Communicatietechnieken die hulpverleningsgesprekken verbeteren
(wat is die techniek, wanneer en hoe pas je die toe en de bijdrage ervan)
Ordenen, structureren (b.v. in tijd, plaats, belangrijkheid van gebeurtenis)
Samenvatten
Parafraseren
Concretiseren
Vragen stellen
Omgaan met stiltes
Reflecteren van inhoud, relatie, expressie en appèl
Spiegelen
Aanmoedigen, motiveren (verbaal en non-verbaal)
Positief labelen en heretiketteren
Confronteren
Omgaan met communicatiestoringen
Ruis (geen techniek, wel aandachtspunt)
Ontwikkelen en tonen van empathie
Communiceren is helpen
Omgaan met emoties van jezelf en je gesprekspartner
Emoties leren reguleren
Openen en afsluiten van gesprekken (trits: kop – romp – staart)
Voorbereiden van gesprekken (trits: voorbereiding – uitvoering – evaluatie)
Afspraken voor vervolggesprekken
Evalueren van gesprekken.
De samenvatting
Zowel de zender als de ontvanger doen er goed aan om in lange gesprekken
regelmatig een samenvatting te geven van wat net gecommuniceerd is. Een
samenvatting is een beknopte weergave van een gedeelte van een gesprek.
Zij geeft die informatie zo accuraat en samenhangend mogelijk weer. De
ontvanger ordent de gekregen informatie en spiegelt deze naar de zender.

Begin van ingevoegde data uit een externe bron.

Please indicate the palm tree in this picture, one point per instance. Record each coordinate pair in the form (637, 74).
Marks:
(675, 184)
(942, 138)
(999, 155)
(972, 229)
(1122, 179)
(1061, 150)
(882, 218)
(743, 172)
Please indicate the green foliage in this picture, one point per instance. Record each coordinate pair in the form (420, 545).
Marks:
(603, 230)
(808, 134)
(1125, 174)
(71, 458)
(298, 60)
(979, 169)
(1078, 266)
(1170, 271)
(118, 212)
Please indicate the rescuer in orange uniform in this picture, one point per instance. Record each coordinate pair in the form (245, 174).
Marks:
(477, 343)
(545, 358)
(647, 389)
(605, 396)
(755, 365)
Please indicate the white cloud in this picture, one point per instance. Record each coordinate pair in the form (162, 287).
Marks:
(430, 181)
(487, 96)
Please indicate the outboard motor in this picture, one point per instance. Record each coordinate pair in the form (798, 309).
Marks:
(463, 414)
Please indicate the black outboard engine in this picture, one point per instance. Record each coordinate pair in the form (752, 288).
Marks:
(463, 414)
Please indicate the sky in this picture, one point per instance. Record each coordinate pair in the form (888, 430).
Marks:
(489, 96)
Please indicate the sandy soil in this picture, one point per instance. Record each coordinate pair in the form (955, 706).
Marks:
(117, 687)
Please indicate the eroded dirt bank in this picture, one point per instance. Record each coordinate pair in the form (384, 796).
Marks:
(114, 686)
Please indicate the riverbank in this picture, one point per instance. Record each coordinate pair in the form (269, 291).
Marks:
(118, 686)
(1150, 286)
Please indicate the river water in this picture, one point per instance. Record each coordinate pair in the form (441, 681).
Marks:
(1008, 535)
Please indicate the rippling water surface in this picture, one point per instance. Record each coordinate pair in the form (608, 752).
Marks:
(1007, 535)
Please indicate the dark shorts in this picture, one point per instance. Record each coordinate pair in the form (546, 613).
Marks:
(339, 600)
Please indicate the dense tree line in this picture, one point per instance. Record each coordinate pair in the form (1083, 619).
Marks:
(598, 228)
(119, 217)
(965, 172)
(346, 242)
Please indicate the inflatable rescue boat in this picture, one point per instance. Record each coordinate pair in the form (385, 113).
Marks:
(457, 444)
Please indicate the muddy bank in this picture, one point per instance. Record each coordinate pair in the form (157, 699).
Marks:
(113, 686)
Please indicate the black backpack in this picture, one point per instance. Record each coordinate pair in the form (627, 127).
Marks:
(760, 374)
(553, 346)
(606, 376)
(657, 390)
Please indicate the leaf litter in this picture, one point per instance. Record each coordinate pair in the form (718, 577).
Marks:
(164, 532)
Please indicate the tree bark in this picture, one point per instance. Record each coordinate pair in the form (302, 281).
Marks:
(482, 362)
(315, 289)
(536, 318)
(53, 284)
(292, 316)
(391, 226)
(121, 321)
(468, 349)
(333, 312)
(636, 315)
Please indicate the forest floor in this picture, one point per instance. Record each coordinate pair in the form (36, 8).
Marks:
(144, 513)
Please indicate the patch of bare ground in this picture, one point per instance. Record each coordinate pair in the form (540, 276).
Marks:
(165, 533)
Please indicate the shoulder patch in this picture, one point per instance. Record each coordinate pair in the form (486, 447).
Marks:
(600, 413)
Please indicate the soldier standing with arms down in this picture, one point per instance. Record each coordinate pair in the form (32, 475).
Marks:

De zender krijgt een indruk hoe zijn boodschap ontvangen is. Een
samenvatting kan een gesprek ordenen, correcties, aanvullingen en
nuanceringen uitlokken en motiveren tot verdere exploratie. Het regelmatig
samenvatten draagt bij tot een ordelijk, efficiënt en prettig verloop van een
gesprek en bevordert diepgang.
Functies van de samenvatting
Ordening brengen in het gesprek
De rode draad en accenten zijn gemakkelijk te volgen
Stimuleren tot verdere exploratie
Emotionele uitspraken tot het inhoudsniveau terugbrengen
Schept rust
De ontvanger laat blijken dat hij nog geïnteresseerd is
Controle mogelijkheid voor de ontvanger of hij de boodschap goed
ontvangt
Remt veelpraters af
Inzicht krijgen in overeenkomsten en verschillen tussen zender en
ontvanger
Mogelijkheid om zakelijk aspect en expressief aspect uit elkaar te halen.
Aandachtspunten
Vat beknopt en volledig samen
Voeg nooit nieuwe informatie toe in de samenvatting
Vat regelmatig samen
Motiveer de ontvanger om ook samen te vatten
Vat samen in eigen woorden
Vat samen in ik-termen
Niet beoordelen, waarderen of concluderen in de samenvatting
Vraag expliciet of jouw samenvatting klopt
Laat merken dat je samen gaat vatten
Valkuilen (veel voorkomende fouten)
Te veel of te weinig samenvatten
Geen onderscheid maken tussen de verschillende aspecten van de
boodschap
Papegaaien
Informatie toevoegen
Selectief en sturend samenvatten
Altijd zelf samenvatten
Klakkeloos aannemen dat je samenvatting juist is
Eigen conclusies en waarderingen toevoegen.